Most of my time recently, though, I've finally been able to get back to spending serious time with Mesa after being stuck in 2D and the kernel for years. It's where I enjoy working, despite the build system and development model. In the last few weeks, I've added support for ARB_sync, ARB_map_buffer_range, ARB_depth_clamp, ARB_copy_buffer, and ARB_draw_elements_base_vertex for our hardware. All but ARB_depth_clamp (AKA NV_depth_clamp) work on pre-965 hardware as well.

I also fixed up some major performance penalties for applications using OpenGL correctly. I of course found these by writing an application using OpenGL the way it should be used as of the last 5 years or so. Unfortunately most open-source software out there fails in that respect (thinking in particular of OpenArena, blender, and the various TuxRacer forks, being what seem to be the most popular offenders). One fix was a 50-100% fps improvement, and another was a 70% CPU usage win. I'm going to be working on NV_primitive_restart support soon, which will be another CPU usage win, and likely a performance win as well on the 965.

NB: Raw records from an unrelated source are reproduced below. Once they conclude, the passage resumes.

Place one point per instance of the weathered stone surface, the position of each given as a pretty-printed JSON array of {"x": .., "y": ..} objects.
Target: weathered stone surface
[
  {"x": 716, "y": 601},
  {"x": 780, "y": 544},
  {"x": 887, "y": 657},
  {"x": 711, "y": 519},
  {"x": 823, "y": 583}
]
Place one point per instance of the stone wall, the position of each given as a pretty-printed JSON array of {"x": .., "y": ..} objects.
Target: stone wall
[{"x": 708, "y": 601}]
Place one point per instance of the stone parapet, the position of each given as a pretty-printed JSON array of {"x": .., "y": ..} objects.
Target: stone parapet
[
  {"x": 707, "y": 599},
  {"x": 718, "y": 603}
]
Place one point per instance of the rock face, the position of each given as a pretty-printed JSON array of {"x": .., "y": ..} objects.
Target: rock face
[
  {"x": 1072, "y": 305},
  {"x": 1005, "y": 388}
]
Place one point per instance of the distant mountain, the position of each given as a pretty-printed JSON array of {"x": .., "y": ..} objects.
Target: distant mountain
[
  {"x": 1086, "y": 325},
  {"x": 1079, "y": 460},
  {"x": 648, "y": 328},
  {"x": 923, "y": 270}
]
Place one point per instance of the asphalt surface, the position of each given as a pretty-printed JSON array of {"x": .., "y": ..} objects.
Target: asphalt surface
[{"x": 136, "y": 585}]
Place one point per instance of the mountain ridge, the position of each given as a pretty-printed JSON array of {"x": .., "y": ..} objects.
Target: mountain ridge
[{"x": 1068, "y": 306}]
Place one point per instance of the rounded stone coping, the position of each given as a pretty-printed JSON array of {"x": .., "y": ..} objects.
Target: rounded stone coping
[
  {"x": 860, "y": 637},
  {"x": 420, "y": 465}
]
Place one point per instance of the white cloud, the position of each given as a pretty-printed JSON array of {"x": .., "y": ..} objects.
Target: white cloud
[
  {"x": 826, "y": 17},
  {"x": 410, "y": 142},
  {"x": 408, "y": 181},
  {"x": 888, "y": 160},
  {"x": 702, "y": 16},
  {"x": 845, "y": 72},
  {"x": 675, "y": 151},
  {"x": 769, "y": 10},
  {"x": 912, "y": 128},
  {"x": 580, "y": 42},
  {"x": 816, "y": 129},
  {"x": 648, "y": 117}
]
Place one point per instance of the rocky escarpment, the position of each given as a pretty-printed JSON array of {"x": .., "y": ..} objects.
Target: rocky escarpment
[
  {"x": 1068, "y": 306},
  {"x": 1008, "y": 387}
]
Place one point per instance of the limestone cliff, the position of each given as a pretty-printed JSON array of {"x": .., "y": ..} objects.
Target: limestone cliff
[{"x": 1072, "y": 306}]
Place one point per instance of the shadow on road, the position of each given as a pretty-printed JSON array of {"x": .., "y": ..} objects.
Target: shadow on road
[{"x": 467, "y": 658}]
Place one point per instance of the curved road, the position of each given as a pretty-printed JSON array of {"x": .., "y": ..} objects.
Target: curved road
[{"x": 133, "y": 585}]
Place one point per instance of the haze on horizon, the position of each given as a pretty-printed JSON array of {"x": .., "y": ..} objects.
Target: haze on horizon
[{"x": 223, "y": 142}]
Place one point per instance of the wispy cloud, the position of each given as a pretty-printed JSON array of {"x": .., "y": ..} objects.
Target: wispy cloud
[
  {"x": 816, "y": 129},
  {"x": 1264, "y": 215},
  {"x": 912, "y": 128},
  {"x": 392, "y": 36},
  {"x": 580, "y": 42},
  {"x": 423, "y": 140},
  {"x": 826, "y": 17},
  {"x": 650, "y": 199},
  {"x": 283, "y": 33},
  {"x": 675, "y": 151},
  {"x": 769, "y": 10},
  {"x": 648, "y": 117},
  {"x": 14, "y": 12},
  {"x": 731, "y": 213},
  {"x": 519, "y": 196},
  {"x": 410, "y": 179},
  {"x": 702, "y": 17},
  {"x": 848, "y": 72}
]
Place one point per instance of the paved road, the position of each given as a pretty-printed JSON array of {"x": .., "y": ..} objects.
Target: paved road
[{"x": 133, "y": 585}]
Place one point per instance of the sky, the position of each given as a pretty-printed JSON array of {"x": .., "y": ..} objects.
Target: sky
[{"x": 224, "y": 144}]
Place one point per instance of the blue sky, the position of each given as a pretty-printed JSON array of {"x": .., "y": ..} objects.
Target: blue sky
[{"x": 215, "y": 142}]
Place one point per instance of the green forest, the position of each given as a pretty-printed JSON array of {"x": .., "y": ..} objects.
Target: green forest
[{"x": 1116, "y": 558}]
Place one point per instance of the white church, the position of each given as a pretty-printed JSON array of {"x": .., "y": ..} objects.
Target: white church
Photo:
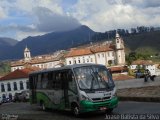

Another big change for us has been the addition of Ben Holmes to our team. He's a fellow student in idr's OpenGL class, who's been writing tests for us. A lot of bugfixes I've done recently have been "hey, Ben, I think there might be a problem if an app does the following thing." He writes a test in piglit, tests that it fails, sends it out, we add it to the tree, then go fix the driver. Today, I got dFdx()/dFdy() fixed in our GLSL support by exactly this method. Unfortunately we'll be losing him back to school soon, but it's been well worth it so far.